Il Papa di ritorno dal Marocco: mettiamo ponti nei porti

Intervista sul volo da Rabat: chi costruisce muri ne resterà «prigioniero». La dichiarazione su Gerusalemme «un passo avanti» da fratelli. Sui migranti appello all'Europa che «vende le armi allo Yemen per ammazzare dei bambini». E Francesco consiglia di leggere un articolo di Vatican Insider  

Nel discorso alle autorità ha detto che il fenomeno migratorio non si risolve con le barriere fisiche, ma qui in Marocco la Spagna ha costruito due barriere con lame per tagliare quelli che le vogliono superare. E il Presidente Trump in questi giorni ha detto che vuole chiudere completamente le frontiere e in più sospendere gli aiuti a tre paesi centro americani. Che cosa vuole dire a questi governanti?

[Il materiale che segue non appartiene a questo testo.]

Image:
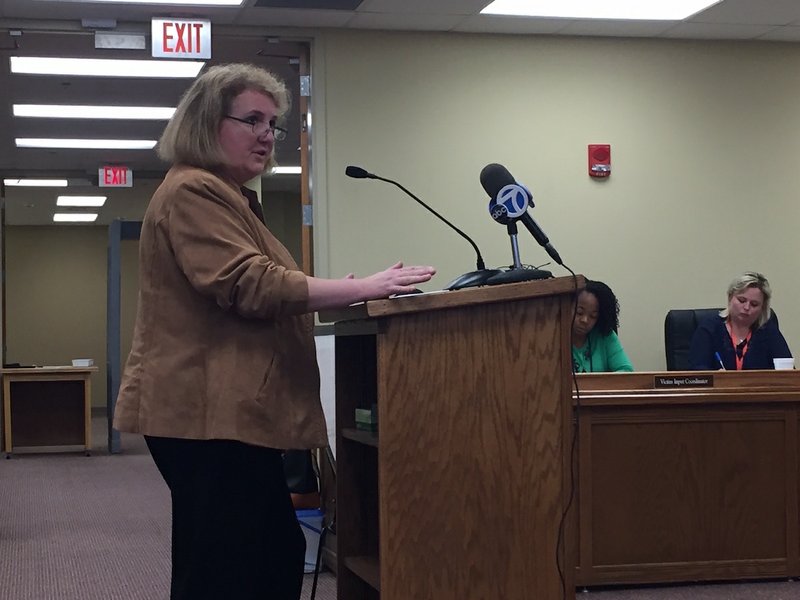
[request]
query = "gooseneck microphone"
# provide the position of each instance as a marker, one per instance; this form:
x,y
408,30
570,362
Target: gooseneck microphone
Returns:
x,y
508,202
473,278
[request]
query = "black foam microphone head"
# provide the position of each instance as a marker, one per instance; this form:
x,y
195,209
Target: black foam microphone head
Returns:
x,y
357,172
494,178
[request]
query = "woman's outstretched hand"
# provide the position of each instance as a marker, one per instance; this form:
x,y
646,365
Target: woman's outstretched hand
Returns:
x,y
397,279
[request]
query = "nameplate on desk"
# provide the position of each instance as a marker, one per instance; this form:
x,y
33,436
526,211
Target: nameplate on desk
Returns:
x,y
662,381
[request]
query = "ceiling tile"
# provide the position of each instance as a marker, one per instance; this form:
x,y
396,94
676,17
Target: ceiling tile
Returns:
x,y
409,22
439,7
754,12
782,34
617,28
712,31
284,17
503,24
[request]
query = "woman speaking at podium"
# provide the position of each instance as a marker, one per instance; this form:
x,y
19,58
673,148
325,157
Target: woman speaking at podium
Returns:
x,y
745,335
222,373
595,345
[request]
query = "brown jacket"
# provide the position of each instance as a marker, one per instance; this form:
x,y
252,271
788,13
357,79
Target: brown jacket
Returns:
x,y
222,348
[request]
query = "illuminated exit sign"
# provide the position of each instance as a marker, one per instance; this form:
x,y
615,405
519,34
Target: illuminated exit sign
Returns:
x,y
181,38
115,176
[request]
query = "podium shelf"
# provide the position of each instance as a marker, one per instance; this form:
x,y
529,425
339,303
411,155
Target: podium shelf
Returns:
x,y
360,436
366,568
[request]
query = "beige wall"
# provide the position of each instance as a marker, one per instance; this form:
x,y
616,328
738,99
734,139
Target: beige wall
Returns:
x,y
705,141
705,137
56,297
56,289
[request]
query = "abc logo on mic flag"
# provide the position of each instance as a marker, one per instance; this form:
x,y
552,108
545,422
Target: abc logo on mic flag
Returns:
x,y
514,200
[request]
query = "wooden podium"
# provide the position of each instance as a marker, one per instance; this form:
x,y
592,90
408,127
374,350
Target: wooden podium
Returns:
x,y
460,493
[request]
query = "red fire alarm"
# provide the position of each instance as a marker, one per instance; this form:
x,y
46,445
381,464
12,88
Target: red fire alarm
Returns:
x,y
599,160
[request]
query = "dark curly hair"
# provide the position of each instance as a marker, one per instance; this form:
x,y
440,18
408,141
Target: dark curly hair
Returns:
x,y
608,306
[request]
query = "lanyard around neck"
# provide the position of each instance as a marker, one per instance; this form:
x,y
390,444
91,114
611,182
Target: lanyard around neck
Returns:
x,y
740,349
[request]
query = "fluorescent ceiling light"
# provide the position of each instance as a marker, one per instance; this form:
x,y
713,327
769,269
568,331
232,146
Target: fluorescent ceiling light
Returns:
x,y
287,170
83,143
81,200
74,217
73,111
179,2
35,182
105,67
648,10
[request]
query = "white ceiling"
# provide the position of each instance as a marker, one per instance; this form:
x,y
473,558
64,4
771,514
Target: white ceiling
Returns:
x,y
54,27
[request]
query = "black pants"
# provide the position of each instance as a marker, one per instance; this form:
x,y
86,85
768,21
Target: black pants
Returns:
x,y
234,530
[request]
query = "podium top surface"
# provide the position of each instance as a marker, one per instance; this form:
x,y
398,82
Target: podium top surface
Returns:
x,y
48,370
452,299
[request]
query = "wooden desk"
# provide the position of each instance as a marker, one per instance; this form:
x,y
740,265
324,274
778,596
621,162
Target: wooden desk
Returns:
x,y
688,483
47,406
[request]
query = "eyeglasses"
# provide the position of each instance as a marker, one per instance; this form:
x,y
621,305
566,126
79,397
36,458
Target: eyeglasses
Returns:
x,y
262,127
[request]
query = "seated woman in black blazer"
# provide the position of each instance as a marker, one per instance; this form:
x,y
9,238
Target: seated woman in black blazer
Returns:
x,y
743,336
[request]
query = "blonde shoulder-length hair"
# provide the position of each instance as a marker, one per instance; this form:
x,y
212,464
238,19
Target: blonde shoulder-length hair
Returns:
x,y
748,280
192,135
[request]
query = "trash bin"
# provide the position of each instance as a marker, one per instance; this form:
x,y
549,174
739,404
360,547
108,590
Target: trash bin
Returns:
x,y
311,524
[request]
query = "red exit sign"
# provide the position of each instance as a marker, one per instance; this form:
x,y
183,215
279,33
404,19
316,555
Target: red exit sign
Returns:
x,y
181,38
115,176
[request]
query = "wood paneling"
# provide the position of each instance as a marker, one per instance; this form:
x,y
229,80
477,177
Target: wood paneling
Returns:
x,y
699,483
474,434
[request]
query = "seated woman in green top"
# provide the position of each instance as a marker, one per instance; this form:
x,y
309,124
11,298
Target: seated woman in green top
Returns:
x,y
595,345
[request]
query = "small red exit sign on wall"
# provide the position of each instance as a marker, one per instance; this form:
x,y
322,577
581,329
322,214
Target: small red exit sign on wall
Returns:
x,y
115,176
181,38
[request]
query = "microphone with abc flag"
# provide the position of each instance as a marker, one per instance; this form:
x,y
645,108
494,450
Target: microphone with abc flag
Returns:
x,y
471,279
509,203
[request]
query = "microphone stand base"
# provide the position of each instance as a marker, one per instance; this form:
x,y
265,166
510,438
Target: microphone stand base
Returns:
x,y
517,275
473,279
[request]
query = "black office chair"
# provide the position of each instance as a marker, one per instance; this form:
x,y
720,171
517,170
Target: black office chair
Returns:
x,y
679,328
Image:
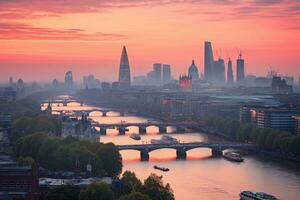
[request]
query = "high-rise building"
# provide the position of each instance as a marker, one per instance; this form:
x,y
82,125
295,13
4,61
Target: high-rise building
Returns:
x,y
166,73
193,71
240,70
69,80
208,61
157,73
218,72
185,83
229,72
124,71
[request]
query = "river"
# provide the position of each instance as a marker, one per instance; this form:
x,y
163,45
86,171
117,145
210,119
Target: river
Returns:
x,y
201,176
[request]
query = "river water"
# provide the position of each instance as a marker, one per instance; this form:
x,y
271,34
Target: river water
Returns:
x,y
201,176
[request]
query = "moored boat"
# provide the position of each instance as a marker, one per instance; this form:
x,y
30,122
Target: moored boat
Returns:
x,y
248,195
161,168
232,156
165,140
135,136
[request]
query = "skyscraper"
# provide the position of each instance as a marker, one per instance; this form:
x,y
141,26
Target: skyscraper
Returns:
x,y
157,73
124,71
218,72
208,60
229,73
166,73
69,80
193,71
240,70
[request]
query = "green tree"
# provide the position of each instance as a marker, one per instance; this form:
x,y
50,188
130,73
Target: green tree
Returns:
x,y
111,159
130,183
46,155
31,144
64,192
135,196
97,191
155,189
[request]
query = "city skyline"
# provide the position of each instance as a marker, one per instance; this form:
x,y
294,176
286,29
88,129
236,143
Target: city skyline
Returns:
x,y
43,42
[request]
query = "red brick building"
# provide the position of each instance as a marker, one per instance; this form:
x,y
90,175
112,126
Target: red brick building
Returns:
x,y
21,183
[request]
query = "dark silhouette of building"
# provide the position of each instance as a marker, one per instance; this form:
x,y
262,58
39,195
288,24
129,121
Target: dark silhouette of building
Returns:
x,y
240,70
208,61
20,182
218,72
279,86
166,73
124,71
193,71
157,73
229,73
185,83
69,83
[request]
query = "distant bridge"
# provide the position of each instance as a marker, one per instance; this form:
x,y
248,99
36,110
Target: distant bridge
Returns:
x,y
162,126
182,148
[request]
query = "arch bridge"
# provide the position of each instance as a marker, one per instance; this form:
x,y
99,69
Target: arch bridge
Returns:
x,y
162,126
181,148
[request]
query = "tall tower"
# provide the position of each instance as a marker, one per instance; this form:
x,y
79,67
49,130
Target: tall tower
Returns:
x,y
193,71
240,70
157,73
124,70
166,73
208,61
229,73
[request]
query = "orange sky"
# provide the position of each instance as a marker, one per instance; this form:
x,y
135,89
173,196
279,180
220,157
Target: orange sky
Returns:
x,y
40,40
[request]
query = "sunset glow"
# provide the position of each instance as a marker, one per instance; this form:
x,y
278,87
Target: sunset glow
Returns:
x,y
40,40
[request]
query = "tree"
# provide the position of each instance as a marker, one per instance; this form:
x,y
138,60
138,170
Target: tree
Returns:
x,y
135,196
111,159
97,191
46,156
130,183
31,144
155,189
63,192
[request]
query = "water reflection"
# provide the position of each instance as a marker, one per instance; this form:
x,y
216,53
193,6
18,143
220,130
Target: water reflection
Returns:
x,y
201,176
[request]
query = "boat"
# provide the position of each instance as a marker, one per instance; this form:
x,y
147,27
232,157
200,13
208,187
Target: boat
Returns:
x,y
165,140
233,156
248,195
135,136
161,168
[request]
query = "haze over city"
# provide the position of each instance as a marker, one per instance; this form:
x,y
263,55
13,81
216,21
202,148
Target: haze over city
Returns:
x,y
41,40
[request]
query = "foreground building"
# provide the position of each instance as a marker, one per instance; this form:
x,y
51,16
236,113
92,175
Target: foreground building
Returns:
x,y
280,118
20,182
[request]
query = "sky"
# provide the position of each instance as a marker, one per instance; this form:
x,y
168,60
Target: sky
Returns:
x,y
42,39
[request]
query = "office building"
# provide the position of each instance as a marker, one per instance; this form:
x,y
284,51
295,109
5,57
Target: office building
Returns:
x,y
124,71
193,71
240,71
166,73
208,60
229,73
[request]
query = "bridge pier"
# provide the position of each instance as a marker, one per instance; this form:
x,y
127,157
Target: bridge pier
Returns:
x,y
122,114
144,155
216,152
180,129
122,130
104,113
103,131
162,129
142,130
181,154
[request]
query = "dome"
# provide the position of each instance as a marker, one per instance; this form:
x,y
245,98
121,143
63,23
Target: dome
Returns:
x,y
193,71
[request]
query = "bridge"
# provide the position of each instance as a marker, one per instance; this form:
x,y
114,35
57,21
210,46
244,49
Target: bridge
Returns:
x,y
103,112
181,148
162,126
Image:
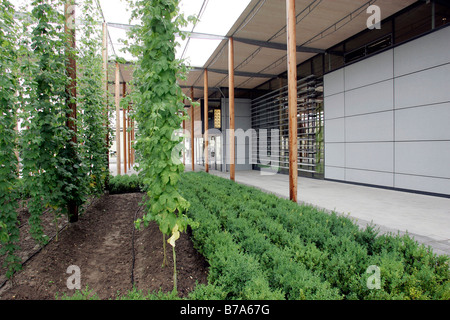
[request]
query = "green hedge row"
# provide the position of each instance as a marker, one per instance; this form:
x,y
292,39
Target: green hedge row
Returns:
x,y
125,184
263,247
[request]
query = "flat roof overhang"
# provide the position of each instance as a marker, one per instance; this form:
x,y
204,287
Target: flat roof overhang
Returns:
x,y
260,38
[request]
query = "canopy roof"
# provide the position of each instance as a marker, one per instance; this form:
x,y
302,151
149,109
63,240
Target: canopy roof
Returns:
x,y
260,38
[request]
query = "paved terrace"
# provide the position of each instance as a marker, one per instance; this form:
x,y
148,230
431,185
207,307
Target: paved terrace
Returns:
x,y
426,218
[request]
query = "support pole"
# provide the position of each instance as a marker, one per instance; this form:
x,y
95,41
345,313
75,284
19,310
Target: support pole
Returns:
x,y
192,129
105,88
117,91
206,107
292,80
125,143
231,106
71,89
184,142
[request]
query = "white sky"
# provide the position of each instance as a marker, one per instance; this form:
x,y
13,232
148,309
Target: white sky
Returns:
x,y
217,17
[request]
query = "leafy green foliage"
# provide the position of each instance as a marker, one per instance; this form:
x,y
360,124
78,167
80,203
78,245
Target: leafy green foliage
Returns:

«Prima di tutto: i costruttori di muri, siano di lame tagliate con coltelli o di mattoni, diventeranno prigionieri dei muri che fanno. Secondo: ho visto un pezzo di quel filo con i coltelli. Io ti dico sinceramente che mi sono commosso e poi quando se ne è andato ho pianto. Ho pianto perchè non entra nella mia testa e nel mio cuore tanta crudeltà. Non entra nella mia testa e nel mio cuore vedere affogare nel Mediterraneo. Mettiamo ponti nei porti. Questo non è il modo di risolvere il grave problema dell’immigrazione. Io capisco: un governo, con questo problema ha la patata bollente nelle mani, ma deve risolverlo altrimenti, umanamente. Quando io ho visto quel filo, con i coltelli, sembrava di non poter credere. Poi una volta ho avuto la possibilità di vedere un filmato nel carcere, dei rifugiati che tornano, che sono mandati indietro. Carceri non ufficiali, carceri di trafficanti. Fanno soffrire… fanno soffrire. Le donne e i bambini li vendono, rimangono gli uomini. e le torture che si vedono filmate lì sono da non credere. È stato un filmato fatto di nascosto, con i servizi. Ecco io non lascio entrare: è vero perchè non ho posto, ma ci sono altri Paesi, c’è l’umanità dell’unione europea. deve parlare l’Unione Europea intera. Non lascio entrare, o li lascio affogare lì, o li mando via sapendo che tanti di loro cadranno nelle mani di questi trafficanti che venderanno le donne e i bambini, uccideranno o tortureranno per fare schiavi gli uomini? Una volta ho parlato con un governante, un uomo che io rispetto e dirò il nome, Alexis Tsipras, e parlando di questo e degli accordi di non lascare entrare, lui mi ha spiegato le difficoltà, ma alla fine mi ha parlato col cuore e ha detto questa frase: “I diritti umani sono prima degli accordi”: questa frase merita il premio Nobel».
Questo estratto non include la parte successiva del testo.